Dottor Venditti setzte sich auf den Bettrand: «Jetzt ist fertig mit Arbeiten, Cristoforo. Du bist schwer krank!»
«Hmm!»
«Ich meine es ernst!»
XIV
Nicht nur bei der Hausarbeit, sondern auch im Geschäft mithelfen, hiess es von diesem Tag an für Alma. Obwohl sie viel länger hätte schlafen können, stand sie, ohne zu murren, in aller Frühe auf, ging in den Laden hinunter und verkaufte Brotwaren. Nachmittags stand auch Mutter hinter der Ladentheke.
Vater verliess die Wohnung kaum noch. Manchmal legte er sich ins Bett und döste, meistens aber lag er auf dem Sofa im salottino und blätterte missmutig in den Zeitungen. Der Arzt hatte ihm ein Beruhigungsmittel gegeben. Ein wenig nützte es. Wenn nicht, stand Cristoforo auf und schlich unruhig und ziellos in der Wohnung umher.
Wenn die Migräneattacken ihn heimsuchten, verliess er das abgedunkelte Schlafzimmer gar nicht, und alle mussten mucksmäuschenstill sein, sonst wurde er wütend. Dann verzogen sich die Kinder verunsichert in die Küche, Nazzarenas Reich, und drängten sich an den grossen marmornen Tisch, auf dem Mutter die Einkäufe auszupacken pflegte – Berge von Bohnen, Melonen, Artischocken und Zikorie, Kichererbsen und cardi, Thunfisch, Baccalà, Lamm- und Kitzfleisch. Oder sie spielten am Boden und waren Nazzarena im Weg.
Alma begleitete Mutter beim Einkaufen auf dem Markt, holte Eier bei der Eierverkäuferin im kleinen, länglichen Laden gleich neben dem Hauseingang oder besorgte ein Haus weiter beim pizzicarolo Sardinen und Sardellen, Käse, Schinken und Wurstwaren. Milch gab es beim Milchhändler und Holzkohle bei Giulio, dem Juden jenseits der Via Leonardo da Vinci. Bei den zwei älteren Damen auf der anderen Strassenseite erstanden sie Küchengeräte, Porzellan und Glaswaren.
Der Waschtag war der anstrengendste Tag. In der Waschküche auf dem Dach des Wohnblocks begannen Mutter und Alma, von Hand die ärgsten Flecken aus Kleidern, Tüchern und Decken zu scheuern. Nazzarena brachte heisses Wasser hinauf.
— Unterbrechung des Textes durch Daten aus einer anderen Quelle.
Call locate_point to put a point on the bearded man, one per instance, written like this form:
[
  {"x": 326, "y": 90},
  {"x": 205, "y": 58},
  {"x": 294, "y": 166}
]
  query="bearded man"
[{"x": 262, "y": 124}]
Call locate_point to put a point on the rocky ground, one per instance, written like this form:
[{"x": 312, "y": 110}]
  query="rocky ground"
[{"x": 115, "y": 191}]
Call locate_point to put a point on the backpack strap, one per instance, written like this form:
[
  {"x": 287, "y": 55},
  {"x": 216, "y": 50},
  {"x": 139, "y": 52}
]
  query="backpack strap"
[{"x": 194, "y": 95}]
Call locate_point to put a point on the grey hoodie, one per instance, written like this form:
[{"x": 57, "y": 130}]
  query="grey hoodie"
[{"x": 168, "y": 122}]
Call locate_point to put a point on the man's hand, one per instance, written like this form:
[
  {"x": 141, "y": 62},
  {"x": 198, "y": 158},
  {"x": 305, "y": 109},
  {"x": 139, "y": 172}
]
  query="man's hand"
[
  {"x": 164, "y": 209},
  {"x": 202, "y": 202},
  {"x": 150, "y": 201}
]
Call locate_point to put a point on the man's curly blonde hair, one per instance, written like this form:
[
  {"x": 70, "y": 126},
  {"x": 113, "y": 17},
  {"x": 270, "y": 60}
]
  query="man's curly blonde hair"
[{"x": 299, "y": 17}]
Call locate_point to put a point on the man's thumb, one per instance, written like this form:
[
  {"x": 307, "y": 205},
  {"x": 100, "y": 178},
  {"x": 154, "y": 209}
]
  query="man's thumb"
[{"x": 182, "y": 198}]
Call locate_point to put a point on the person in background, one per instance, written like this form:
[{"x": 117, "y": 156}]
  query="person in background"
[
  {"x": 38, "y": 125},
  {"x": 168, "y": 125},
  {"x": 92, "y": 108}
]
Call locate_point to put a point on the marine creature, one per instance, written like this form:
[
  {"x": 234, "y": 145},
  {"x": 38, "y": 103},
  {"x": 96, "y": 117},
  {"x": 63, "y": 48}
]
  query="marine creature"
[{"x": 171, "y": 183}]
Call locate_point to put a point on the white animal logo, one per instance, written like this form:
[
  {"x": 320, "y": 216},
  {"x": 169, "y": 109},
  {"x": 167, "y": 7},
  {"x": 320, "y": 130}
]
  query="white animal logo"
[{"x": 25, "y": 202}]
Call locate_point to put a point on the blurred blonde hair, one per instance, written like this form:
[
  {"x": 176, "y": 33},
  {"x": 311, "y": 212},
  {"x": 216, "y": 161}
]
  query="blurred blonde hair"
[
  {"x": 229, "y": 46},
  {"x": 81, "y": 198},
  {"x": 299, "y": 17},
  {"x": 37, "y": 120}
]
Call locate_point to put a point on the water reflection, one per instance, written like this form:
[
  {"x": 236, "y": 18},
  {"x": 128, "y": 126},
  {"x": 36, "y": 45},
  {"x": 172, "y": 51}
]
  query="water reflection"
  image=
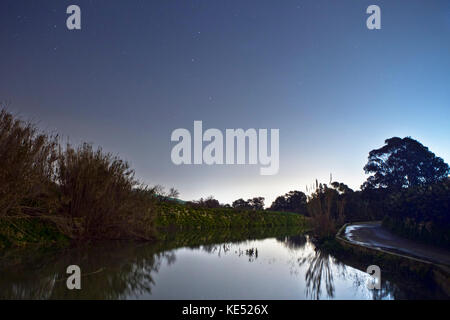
[{"x": 287, "y": 267}]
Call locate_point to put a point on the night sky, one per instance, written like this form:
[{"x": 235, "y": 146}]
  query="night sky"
[{"x": 139, "y": 69}]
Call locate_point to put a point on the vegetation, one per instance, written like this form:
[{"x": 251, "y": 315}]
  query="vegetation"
[
  {"x": 421, "y": 213},
  {"x": 174, "y": 215},
  {"x": 84, "y": 194},
  {"x": 404, "y": 163},
  {"x": 409, "y": 191},
  {"x": 80, "y": 193},
  {"x": 293, "y": 201}
]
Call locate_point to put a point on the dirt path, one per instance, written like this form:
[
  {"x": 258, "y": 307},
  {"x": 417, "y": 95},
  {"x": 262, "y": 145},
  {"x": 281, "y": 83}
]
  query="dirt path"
[{"x": 375, "y": 236}]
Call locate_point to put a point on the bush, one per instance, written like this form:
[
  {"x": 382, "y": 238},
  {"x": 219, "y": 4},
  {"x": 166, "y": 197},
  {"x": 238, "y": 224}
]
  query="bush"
[
  {"x": 26, "y": 165},
  {"x": 100, "y": 192},
  {"x": 421, "y": 213}
]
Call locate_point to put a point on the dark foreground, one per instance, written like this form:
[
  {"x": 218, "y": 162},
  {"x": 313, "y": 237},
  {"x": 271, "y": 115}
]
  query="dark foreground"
[
  {"x": 375, "y": 236},
  {"x": 285, "y": 267}
]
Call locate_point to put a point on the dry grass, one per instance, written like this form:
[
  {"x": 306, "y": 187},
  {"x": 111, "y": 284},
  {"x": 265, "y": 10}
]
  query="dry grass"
[{"x": 89, "y": 194}]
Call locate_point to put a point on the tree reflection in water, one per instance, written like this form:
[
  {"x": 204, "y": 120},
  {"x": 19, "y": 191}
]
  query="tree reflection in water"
[{"x": 114, "y": 275}]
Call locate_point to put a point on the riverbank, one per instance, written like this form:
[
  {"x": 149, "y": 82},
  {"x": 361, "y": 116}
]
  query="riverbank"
[
  {"x": 171, "y": 217},
  {"x": 390, "y": 262}
]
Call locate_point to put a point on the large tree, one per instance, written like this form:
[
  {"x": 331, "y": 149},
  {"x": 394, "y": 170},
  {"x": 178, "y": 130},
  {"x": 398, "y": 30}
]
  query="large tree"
[{"x": 402, "y": 163}]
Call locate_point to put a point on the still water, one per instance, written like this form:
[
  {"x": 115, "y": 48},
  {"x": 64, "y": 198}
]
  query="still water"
[{"x": 285, "y": 267}]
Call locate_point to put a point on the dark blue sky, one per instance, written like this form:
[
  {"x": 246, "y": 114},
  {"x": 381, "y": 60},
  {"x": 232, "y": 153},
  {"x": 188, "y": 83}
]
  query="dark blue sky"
[{"x": 140, "y": 69}]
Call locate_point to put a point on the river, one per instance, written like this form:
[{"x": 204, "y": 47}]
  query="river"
[{"x": 282, "y": 267}]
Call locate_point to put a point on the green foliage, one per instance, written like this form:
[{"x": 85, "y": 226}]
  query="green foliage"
[
  {"x": 26, "y": 164},
  {"x": 171, "y": 214},
  {"x": 293, "y": 201},
  {"x": 100, "y": 191},
  {"x": 403, "y": 163},
  {"x": 421, "y": 213}
]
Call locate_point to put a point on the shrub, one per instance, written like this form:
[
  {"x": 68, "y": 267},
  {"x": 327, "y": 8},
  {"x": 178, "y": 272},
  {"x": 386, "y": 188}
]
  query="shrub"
[{"x": 26, "y": 165}]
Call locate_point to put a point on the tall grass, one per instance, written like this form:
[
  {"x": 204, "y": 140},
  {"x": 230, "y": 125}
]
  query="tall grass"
[
  {"x": 27, "y": 161},
  {"x": 99, "y": 191},
  {"x": 88, "y": 193},
  {"x": 326, "y": 208}
]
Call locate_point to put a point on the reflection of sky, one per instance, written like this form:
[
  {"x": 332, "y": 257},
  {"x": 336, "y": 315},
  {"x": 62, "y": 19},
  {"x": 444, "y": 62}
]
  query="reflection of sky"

Die vorbereitete Wäsche steckten sie in einen Holzbottich und fügten Wasser und Seife hinzu. Dann drehten sie abwechslungsweise an der Kurbel, um die Wäsche hin- und herzubewegen. Endlos lange. An den anderen Tagen hiess es bügeln und Wäsche zusammenlegen, putzen, nähen und flicken.
Für die Freundinnen blieb Alma kaum noch Zeit. Sie musste sich damit begnügen, dass sie, wenn sie die Brüder hüten musste, die Piazza aufsuchte und auf dem Hinweg bei Rachele klingelte. Oder sie ging mit ihnen zum Spielen auf die Piazza Dante und schaute bei Marianna vorbei. Auch sie war, wie Rachele, eine Freundin aus der gemeinsamen Schulzeit. Ihre Mutter betrieb in der Via Alfieri eine kleine Schneiderei, um das bescheidene Fabrikgehalt des Vaters aufzubessern. Marianna half beim Flicken und Ausbessern von Kleidern und Anzügen, aber auch beim Anfertigen von Schirmüberzügen, Puppenkleidern und Handschuhen für verschiedene Handelsfirmen. Manchmal nähte sie aus Resten kleine Beutel oder Taschen und verschenkte sie den Freundinnen und deren Geschwistern. Die Kleinen freuten sich und sammelten darin ihre Lieblingssachen: Nüsse, Steine, Münzen, Heiligenbildchen, Blumenknospen und alles, was ihnen sonst noch in die Finger kam und aufbewahrungswürdig erschien. Sie bewunderten Marianna mit ihren langen, pechschwarzen Haaren, die sie zu einem schweren Zopf zusammengebunden trug, den sie immer wieder mit ausholender Geste nach hinten warf. Und sie mochten auch Rachele, die Lustige, und Rosa, die Grysmayr mit dem österreichischen Akzent.